Someone asked me recently what to do about a friend who continues to lie to them. Before I answer, let’s consider the damage that lies can do.
We all remember the story of the boy who cried, “Wolf!” The simple message in the story is that because he lied about it several times, when the wolf did indeed come, no one believed him. The result was a very natural consequence – the wolf had lunch!
The bigger background to that story is not often considered. My guess is that the boy was looking for attention. I remember as a youth, I had major insecurity issues mostly around feeling rejected. I was bullied and teased a lot and this had an effect on my confidence. It also created in me a need to be liked by others. To gain that attention, I made up great stories of accomplishments that were just not true. Of course my friends didn’t believe anything I said. In fact, many would dump me and that just proved to me that I was a loser, and so the cycle continued.
People have many different excuses for lying. Sometimes the lies are big and ugly. But usually it is the little white lies that do the most damage. Why is that? I believe it’s because they remove the underpinnings of our character and credibility.
Many times as I coach people they will say, “Well it was just a little white lie. No harm, no foul.” WRONG! Lots of harm and very foul. It completely undermines our relationships and erodes trust, even when it’s a ‘small white lie’ to a store clerk or someone at work.
I have heard parents tell a little lie with a chuckle and a shrug of their shoulders. Did it hurt the clerk? Maybe not. But it did hurt the relationships with others around them, especially their kids who were listening, and nd it certainly hurts the person who does it. Because if you will lie TO someone or ABOUT someone else, how can I be sure you won’t lie to or about me?
It is the reason behind the lie that does the damage, as in my case and with the boy who cried, “Wolf!” It was for attention because we didn’t feel we measured up in some way. When we deal with our own heart and the value we place on ourselves, there is no reason to lie. If we are honest with ourselves, it is much easier to be honest with others.
So the answer to the question of what to do with a friend who continues to lie?
Model Honesty – Sit down and talk with them about how it makes you feel when they lie to you. Do this without accusing them but simply focusing on how it affects you. Be open about your own shortcomings, but let them know that dishonesty is a real deal-breaker for you.
Give Permission to be Honest – One reason they lie could be that you overreact when they do share the truth with you. You might say that you will not react or say anything at the time of them sharing, but will respond after 24 hours to give your feedback. I had to do this with my kids at one point after they told me they were not sharing because they didn’t want me to be mad. Often people will lie because they fear the consequences of telling the truth. So be a safe place for honesty.

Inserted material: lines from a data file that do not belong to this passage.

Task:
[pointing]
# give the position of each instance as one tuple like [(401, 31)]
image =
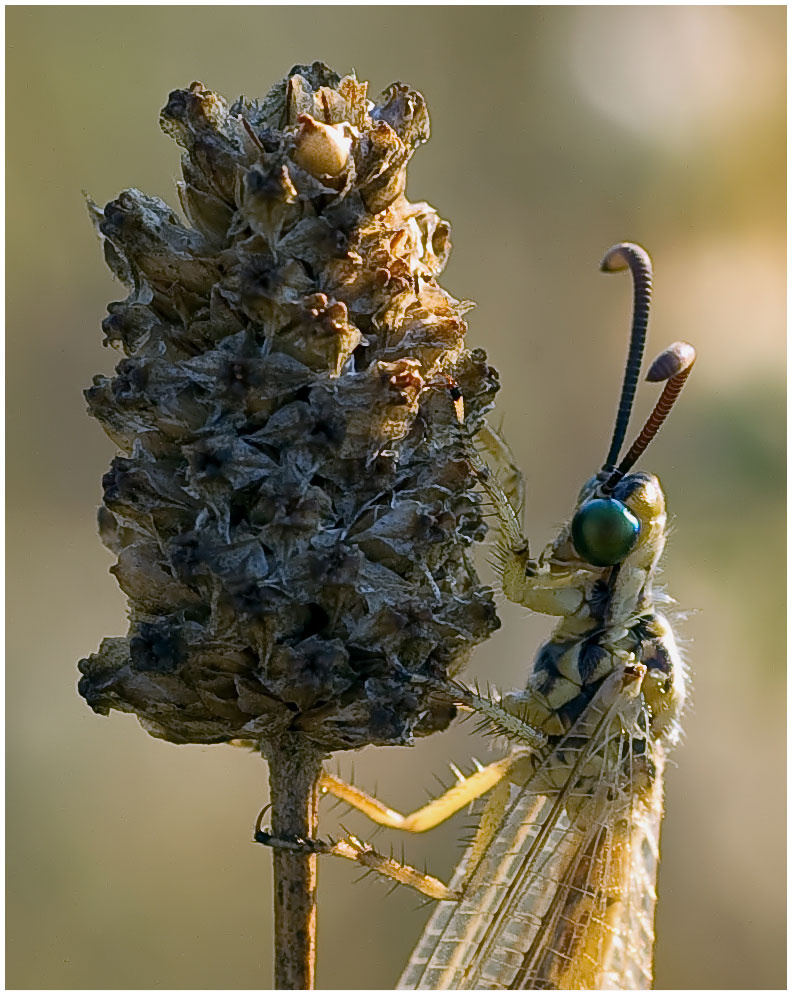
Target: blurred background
[(557, 131)]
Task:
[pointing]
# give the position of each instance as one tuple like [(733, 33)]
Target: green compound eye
[(604, 531)]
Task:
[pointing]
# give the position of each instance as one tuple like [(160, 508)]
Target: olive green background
[(556, 132)]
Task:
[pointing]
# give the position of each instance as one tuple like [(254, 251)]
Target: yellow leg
[(430, 815), (365, 855)]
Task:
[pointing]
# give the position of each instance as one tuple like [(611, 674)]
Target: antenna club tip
[(625, 254), (674, 360)]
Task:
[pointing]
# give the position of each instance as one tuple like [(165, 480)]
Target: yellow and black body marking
[(556, 889)]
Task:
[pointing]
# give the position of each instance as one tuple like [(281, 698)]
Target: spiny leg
[(364, 854), (433, 813)]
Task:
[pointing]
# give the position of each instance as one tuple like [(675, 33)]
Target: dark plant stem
[(295, 766)]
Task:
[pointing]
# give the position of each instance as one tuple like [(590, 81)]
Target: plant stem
[(294, 766)]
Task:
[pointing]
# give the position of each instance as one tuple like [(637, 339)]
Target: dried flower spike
[(291, 507)]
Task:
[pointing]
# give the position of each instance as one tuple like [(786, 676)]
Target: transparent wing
[(556, 900), (631, 956)]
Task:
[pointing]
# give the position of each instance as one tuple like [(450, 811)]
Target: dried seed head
[(291, 507), (322, 150)]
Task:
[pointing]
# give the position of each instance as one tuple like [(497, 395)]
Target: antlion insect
[(557, 888)]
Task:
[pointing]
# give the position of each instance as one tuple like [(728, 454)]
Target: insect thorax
[(608, 619)]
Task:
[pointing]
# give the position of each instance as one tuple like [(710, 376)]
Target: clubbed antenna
[(619, 257), (673, 365)]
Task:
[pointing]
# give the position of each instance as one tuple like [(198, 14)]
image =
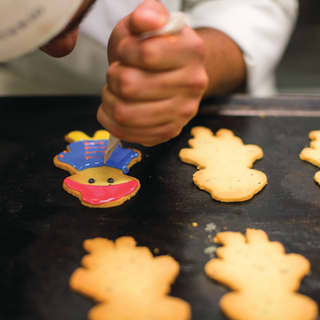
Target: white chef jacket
[(261, 28)]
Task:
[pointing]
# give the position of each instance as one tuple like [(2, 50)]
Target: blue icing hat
[(90, 154)]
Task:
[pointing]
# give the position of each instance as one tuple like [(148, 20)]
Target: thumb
[(148, 16)]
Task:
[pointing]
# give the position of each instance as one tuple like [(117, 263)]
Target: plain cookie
[(128, 282), (264, 278), (224, 165), (312, 154)]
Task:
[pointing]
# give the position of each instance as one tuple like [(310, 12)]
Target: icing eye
[(110, 180)]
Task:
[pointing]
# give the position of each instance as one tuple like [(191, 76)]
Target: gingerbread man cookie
[(264, 278), (312, 154), (224, 165), (128, 282), (95, 183)]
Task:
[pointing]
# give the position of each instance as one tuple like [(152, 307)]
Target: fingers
[(134, 84), (149, 15), (163, 52)]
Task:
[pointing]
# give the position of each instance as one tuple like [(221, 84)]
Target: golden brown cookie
[(128, 282), (312, 154), (264, 278), (224, 164)]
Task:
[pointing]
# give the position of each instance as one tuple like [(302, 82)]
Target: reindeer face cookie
[(312, 154), (264, 277), (224, 165), (97, 184)]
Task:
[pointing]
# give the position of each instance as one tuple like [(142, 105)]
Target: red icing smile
[(97, 195)]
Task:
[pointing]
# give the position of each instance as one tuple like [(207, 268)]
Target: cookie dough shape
[(93, 182), (312, 154), (128, 282), (264, 278), (224, 165)]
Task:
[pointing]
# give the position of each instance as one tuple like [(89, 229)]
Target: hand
[(154, 86)]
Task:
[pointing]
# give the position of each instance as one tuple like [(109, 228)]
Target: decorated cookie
[(264, 278), (95, 183), (312, 154), (224, 165), (128, 282)]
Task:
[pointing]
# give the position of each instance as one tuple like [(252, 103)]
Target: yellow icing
[(101, 175), (75, 136)]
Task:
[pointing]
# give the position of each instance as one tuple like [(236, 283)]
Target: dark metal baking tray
[(42, 227)]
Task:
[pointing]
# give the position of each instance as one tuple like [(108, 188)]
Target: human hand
[(154, 86)]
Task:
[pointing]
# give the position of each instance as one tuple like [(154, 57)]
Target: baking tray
[(42, 227)]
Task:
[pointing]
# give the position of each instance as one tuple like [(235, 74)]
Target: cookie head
[(101, 187)]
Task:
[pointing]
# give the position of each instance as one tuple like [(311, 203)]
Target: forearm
[(224, 62)]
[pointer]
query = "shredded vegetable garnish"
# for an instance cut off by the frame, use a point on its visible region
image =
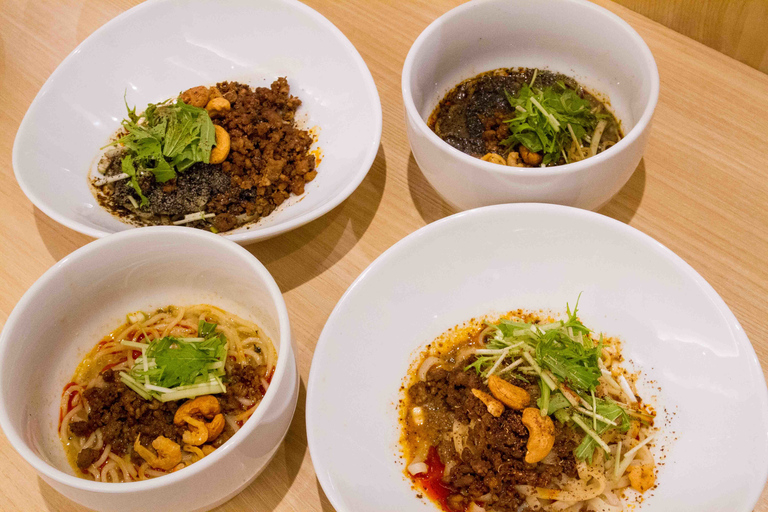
(564, 358)
(555, 120)
(167, 138)
(175, 368)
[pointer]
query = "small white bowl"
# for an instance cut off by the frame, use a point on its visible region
(158, 49)
(86, 295)
(573, 37)
(699, 370)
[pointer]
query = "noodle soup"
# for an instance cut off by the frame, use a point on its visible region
(163, 391)
(525, 413)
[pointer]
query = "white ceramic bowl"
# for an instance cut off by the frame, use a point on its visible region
(712, 403)
(157, 49)
(574, 37)
(84, 297)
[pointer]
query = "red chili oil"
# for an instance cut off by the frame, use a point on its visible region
(431, 482)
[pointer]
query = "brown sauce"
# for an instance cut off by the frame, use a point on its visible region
(472, 116)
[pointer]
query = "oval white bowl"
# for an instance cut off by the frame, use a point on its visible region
(158, 49)
(573, 37)
(84, 297)
(712, 402)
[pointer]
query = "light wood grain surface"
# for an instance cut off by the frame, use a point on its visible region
(737, 28)
(701, 190)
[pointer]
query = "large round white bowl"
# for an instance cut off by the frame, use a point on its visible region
(158, 49)
(574, 37)
(700, 369)
(85, 296)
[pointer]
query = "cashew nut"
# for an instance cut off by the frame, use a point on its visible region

Set Boundaries – After sharing the value of honesty, let your friend know that you care too much about him/her to allow lies to break down your relationship. Place boundaries in the relationship to allow truth to be shared. If certain topics are off limits because it is easy for them to lie about it, put a boundary in place to not discuss that topic.
Be Willing to Walk Away – At the end of the day if a friend continues to lie and you have done the steps above, you may have to allow the ‘wolf’ to have lunch. In other words, tell your friend you have to take a break. Let them feel the pain of losing a friend. That was what brought me to the self-discovery that it was my stories and lies that caused people to reject me. It took a friend challenging me and walking away to get my attention. That said, walk in forgiveness when you see true repentance. Make sure your heart is always open to reconciliation.
I encourage you to do a gut check on this. If it is easy for you to tell the ‘little white lies’, it will become increasingly easier to tell big ones. Dishonesty is one of the greatest killers of relationships. For you to have healthy relationships, you absolutely need honesty!